Binding the mind

In J. Cornwell (ed.), Consciousness and Human Identity. Oxford University Press. pp. 212--224 (1998)
Several of the essays in this collection discuss the `binding problem', the problem of explaining in neurophysiological terms how it is that we see the various perceptual qualities of a physical object, such as its shape, colour, location and motion, as features of a single object. The perceived object seems to us a unitary thing, but its sensory properties are diverse and turn out to be processed in different areas of the brain. How then does the brain manage the integration? Readers of the essays in this collection may find themselves suffering from an analogous binding problem about the study of consciousness, though this problem is conceptual rather than perceptual, and here the difficulty is to achieve the integration rather than to understand how an effortless integration is achieved. Consciousness is the ideal topic for inter-disciplinary investigation.
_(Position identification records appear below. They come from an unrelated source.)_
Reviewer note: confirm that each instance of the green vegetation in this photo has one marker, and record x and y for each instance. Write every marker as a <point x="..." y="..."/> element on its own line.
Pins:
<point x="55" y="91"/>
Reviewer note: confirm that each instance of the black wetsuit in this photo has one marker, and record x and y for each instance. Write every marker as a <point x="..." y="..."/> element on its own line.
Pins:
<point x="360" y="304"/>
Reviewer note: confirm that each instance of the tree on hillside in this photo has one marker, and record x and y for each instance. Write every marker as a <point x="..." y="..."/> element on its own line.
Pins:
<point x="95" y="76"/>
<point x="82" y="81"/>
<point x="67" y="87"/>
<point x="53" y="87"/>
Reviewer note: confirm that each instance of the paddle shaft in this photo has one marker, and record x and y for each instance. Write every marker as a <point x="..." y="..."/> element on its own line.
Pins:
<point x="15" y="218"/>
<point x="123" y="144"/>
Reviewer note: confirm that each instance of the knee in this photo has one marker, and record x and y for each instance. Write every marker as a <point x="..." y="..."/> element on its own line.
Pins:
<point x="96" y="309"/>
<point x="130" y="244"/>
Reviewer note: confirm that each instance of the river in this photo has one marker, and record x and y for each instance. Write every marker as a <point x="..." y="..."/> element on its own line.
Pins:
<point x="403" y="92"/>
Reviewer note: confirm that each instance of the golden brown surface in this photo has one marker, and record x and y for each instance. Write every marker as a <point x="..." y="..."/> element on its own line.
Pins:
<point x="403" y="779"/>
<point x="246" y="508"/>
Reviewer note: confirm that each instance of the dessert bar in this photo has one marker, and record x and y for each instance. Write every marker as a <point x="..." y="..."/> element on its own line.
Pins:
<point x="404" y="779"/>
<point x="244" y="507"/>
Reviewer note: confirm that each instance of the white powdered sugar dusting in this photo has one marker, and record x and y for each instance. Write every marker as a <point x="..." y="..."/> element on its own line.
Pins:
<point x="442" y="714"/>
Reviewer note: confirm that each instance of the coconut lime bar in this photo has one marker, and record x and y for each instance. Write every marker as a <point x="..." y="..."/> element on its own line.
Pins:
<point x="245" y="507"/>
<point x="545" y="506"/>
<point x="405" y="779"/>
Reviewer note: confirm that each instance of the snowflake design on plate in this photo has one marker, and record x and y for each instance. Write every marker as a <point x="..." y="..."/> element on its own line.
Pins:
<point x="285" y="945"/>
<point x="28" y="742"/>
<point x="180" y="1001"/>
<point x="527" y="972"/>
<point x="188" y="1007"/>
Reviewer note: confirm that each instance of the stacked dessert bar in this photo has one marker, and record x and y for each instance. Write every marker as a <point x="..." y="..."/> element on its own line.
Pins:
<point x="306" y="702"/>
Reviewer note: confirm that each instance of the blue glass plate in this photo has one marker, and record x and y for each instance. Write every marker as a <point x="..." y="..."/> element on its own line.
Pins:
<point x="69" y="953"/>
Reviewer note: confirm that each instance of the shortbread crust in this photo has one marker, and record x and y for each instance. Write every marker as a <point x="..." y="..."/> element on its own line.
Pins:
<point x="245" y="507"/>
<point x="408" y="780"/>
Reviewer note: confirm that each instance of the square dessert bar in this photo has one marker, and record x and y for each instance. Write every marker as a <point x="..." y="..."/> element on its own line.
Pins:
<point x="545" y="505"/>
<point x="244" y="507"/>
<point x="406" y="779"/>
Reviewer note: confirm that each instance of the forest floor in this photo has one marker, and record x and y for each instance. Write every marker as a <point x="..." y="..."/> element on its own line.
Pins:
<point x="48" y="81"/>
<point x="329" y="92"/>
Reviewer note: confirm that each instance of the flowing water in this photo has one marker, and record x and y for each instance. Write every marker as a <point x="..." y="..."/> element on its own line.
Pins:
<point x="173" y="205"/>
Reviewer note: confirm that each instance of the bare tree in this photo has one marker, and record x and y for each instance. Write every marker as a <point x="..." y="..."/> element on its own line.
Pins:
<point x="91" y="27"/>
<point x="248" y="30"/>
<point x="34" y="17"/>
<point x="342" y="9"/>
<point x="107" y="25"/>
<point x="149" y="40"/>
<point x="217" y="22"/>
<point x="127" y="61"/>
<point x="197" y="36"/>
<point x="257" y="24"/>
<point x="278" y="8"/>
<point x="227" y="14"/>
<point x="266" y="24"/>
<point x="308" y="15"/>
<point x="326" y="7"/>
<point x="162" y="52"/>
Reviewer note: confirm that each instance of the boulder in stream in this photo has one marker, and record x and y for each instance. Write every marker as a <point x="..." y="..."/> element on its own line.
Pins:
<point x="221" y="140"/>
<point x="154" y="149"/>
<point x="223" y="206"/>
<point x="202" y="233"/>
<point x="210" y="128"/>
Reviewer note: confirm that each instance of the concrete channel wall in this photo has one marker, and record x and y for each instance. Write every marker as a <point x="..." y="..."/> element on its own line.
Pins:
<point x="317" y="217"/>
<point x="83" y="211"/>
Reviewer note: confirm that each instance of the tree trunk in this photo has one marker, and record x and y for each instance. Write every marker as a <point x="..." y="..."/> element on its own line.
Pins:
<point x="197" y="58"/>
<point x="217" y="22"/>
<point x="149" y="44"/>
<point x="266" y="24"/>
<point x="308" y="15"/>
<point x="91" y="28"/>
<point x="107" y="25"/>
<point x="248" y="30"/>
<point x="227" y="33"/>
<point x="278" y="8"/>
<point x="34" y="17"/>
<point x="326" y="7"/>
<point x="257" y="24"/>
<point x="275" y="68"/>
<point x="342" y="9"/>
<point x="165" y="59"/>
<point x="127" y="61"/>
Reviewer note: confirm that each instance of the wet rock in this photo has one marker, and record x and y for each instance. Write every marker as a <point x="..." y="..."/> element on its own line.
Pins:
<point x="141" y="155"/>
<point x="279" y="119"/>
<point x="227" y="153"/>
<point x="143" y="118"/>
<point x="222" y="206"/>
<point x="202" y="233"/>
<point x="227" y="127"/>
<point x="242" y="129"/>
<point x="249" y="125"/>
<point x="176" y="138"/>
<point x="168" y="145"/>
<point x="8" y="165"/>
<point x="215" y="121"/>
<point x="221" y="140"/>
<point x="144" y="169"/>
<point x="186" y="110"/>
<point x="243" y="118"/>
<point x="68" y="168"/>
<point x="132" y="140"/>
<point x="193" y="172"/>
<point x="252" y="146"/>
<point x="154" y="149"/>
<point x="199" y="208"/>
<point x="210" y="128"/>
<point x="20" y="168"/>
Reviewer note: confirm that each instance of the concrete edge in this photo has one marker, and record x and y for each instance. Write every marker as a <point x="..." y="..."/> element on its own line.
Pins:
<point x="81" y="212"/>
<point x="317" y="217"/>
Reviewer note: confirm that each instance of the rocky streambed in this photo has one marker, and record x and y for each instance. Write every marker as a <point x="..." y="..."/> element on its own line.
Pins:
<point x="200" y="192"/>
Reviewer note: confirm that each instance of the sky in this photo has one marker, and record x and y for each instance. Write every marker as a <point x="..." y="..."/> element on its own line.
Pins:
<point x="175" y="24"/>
It is a central concern of such diverse disciplines as neurophysiology, evolutionary biology, psychology, cognitive science, philosophy and theology, among others, yet none of these disciplines has come close to providing full answers to the central questions that consciousness raises. Inter-disciplinary investigation seems an obvious way forward, but it generates the conceptual binding problem that this collection displays. The standard of the essays is very high, but it is extraordinarily difficult to integrate their content into anything like a single picture. We are all apparently talking about the same phenomenon, the conscious awareness of the world that each of us enjoys first-hand, but it is quite unclear how to see the very different things we say about this phenomenon as part of a single picture, or even as parts of different but compatible pictures. Having raised the binding problem for the inter-disciplinary study of consciousness, I hasten to say that I will not attempt even a partial substantive solution here: that is left as an exercise for the readers of this book.